Leía en estos días el libro Infiltrados, de Héctor Silva Ávalos y son impactantes las revelaciones que hace sobre cómo elementos corruptos de los viejos cuerpos de seguridad lograron eludir los filtros que en el marco de los Acuerdos de Paz y con ayuda de las Naciones Unidas se establecieron para tratar de construir una Policía civil, moderna, efectiva y garante de los derechos humanos. Es espeluznante conocer cómo esas estructuras corruptas han ido sobreviviendo a diferentes gobiernos y condicionan, al día de hoy, el actuar tanto de la PNC como de la Fuerza Armada.
Me pareció completamente repugnante y criminal el papel del expresidente Cristiani al poner el naciente cuerpo policial en manos de cuestionados elementos de los viejos cuerpos de seguridad, lo que en su momento fue adversado por ONUSAL. Algunos de esos elementos, fueron la columna dorsal de las corruptas estructuras que aún se encuentran en la PNC y en la Fuerza Armada. Me pareció criminalmente irresponsable que el FMLN haya aceptado que en la PNC se incluyeran esos oscuros personajes, a cambio de beneficios económicos.

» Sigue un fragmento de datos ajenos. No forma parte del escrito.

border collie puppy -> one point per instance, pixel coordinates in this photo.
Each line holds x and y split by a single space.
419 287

Finalmente, el papel de la empresa privada en la conformación de la tragedia que vivimos hoy en día no es menos despreciable. Silva Ávalos, cita en su libro una comunicación con Juan Faroppa, un exoficial de la ONU que participó de cerca en la observación de los Acuerdos de Paz. El texto citado impacta por su claridad y contundencia: “Por otra parte, las élites socioeconómicas ya no parecen preocuparse tanto por las policías estatales: pueden pagar su seguridad con empresas privadas, y poco les importa lo que suceda a los sectores sociales mayoritarios que no tienen esas posibilidades, y que solamente esperan protección del “paraguas” del Estado, cada vez más débil e ineficiente.”
Vimos durante años crecer al mismo tiempo a las pandillas, al crimen organizado y a prósperas empresas de seguridad privada; mientras vimos reducirse más y más la capacidad -¿y la voluntad?-del Estado para protegernos. Ambos fenómenos se dieron ante nuestros propios ojos. No haberlos tratado en su momento nos está pasando una factura terrible.

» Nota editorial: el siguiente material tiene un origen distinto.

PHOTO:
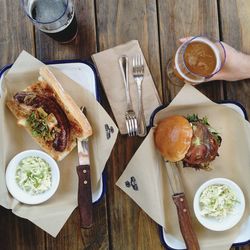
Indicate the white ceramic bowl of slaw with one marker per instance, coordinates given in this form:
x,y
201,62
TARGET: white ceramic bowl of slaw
x,y
44,191
219,222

El crecimiento económico de la posguerra nos hizo soñar que seríamos una sociedad inmensamente próspera, compuesta por individuos que podrían alcanzar sin límites todos los beneficios de un capitalismo global que había superado finalmente cualquier amenaza a su supremacía global.

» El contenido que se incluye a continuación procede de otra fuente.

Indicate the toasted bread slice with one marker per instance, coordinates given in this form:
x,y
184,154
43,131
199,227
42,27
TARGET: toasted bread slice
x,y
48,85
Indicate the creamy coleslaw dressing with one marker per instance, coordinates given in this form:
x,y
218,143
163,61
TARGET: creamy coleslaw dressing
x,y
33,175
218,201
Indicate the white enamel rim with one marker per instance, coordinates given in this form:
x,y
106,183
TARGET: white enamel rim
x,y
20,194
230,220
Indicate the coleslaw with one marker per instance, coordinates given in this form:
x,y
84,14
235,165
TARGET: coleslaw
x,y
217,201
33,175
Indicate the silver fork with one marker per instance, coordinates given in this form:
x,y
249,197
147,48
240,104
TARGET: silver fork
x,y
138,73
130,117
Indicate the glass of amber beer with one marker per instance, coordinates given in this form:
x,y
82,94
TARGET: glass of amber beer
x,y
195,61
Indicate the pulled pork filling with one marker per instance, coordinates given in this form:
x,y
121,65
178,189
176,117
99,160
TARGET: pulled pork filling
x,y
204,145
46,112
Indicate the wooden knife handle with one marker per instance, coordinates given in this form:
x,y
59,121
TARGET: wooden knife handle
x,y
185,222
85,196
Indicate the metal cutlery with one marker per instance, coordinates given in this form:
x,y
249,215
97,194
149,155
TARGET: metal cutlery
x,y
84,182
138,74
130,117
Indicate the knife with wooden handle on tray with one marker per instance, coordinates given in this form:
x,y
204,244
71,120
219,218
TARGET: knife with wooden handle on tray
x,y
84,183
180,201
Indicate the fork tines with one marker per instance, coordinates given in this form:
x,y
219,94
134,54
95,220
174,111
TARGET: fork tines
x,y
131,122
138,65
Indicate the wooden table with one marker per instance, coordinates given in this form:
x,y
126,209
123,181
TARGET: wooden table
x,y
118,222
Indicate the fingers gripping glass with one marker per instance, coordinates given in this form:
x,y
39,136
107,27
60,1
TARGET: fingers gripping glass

En lugar de eso, la búsqueda de la prosperidad individual y la competencia debilitaron el tejido social, minaron la solidaridad y nuestra capacidad de unirnos para buscar soluciones comunes a los problemas. La creciente ola de violencia nos ha encontrado en nuestros barrios, colonias y caseríos como conejitos asustados, cada uno al fondo de su madriguera, incapaces de unirnos con nuestros vecinos para cuidarnos, para defendernos.
¿Encontraremos en algún momento la fuerza y el camino para detener la barbarie que nos azota? Estoy seguro que sí. Por las personas a quienes amamos, por el futuro, por nosotros mismos, debemos encontrar esa fuerza y ese camino. Acorralados como estamos, no tenemos otra opción.